To free up resources, you can:

  • Reduce the number of specified VLANs or VLAN interfaces to the number you really need in the network.

  • Free up VLAN flow counter space; edit the /etc/mlx/datapath/stats.conf file to uncomment and set the hal.mlx.stats.vlan.enable option to FALSE, then reload switchd:

    cumulus@switch:$ sudo nano /etc/mlx/datapath/stats.conf
    # Once the stat controls are enabled/disabled,
    # run 'systemctl reload switchd' for changes to take effect
    hal.mlx.stats.vlan.enable = FALSE
    
    cumulus@switch:$ sudo systemctl reload switchd.service
    

The flow counters are internal counters for debugging; you do not see the counters in nv show interface <interface> counters or cl-netstat commands.

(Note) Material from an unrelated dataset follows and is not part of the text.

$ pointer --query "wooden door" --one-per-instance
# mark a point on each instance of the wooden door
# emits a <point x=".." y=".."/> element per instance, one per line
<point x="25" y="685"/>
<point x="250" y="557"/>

To see how much space the flow counters consume, examine the Flow Counters line in the cl-resource-query output.

ACLs Do not Match when the Output Port on the ACL is a Subinterface

The ACL does not match on packets when you configure a subinterface as the output port. The ACL matches on packets only if the primary port is as an output port. If a subinterface is an output or egress port, the packets match correctly.

For example:

-A FORWARD -o swp49s1.100 -j ACCEPT

Egress ACL Matching on Bonds

Cumulus Linux does not support ACL rules that match on an outbound bond interface. For example, you cannot create the following rule:

[iptables]
-A FORWARD -o <bond_intf> -j DROP

To work around this issue, duplicate the ACL rule on each physical port of the bond. For example:

[iptables]
-A FORWARD -o <bond-member-port-1> -j DROP
-A FORWARD -o <bond-member-port-2> -j DROP

SSH Traffic to the Management VRF

To allow SSH traffic to the management VRF, use -i mgmt, not -i eth0. For example:

-A INPUT -i mgmt -s 10.0.14.2/32 -p tcp --dport ssh -j ACCEPT

INPUT Chain Rules and swp+

In INPUT chain rules, the -i swp+ match works only if the destination of the packet is towards a layer 3 swp interface; the match does not work if the packet terminates at an SVI interface (for example, vlan10). To allow traffic towards specific SVIs, use rules without any interface match or rules with individual -i <SVI> matches.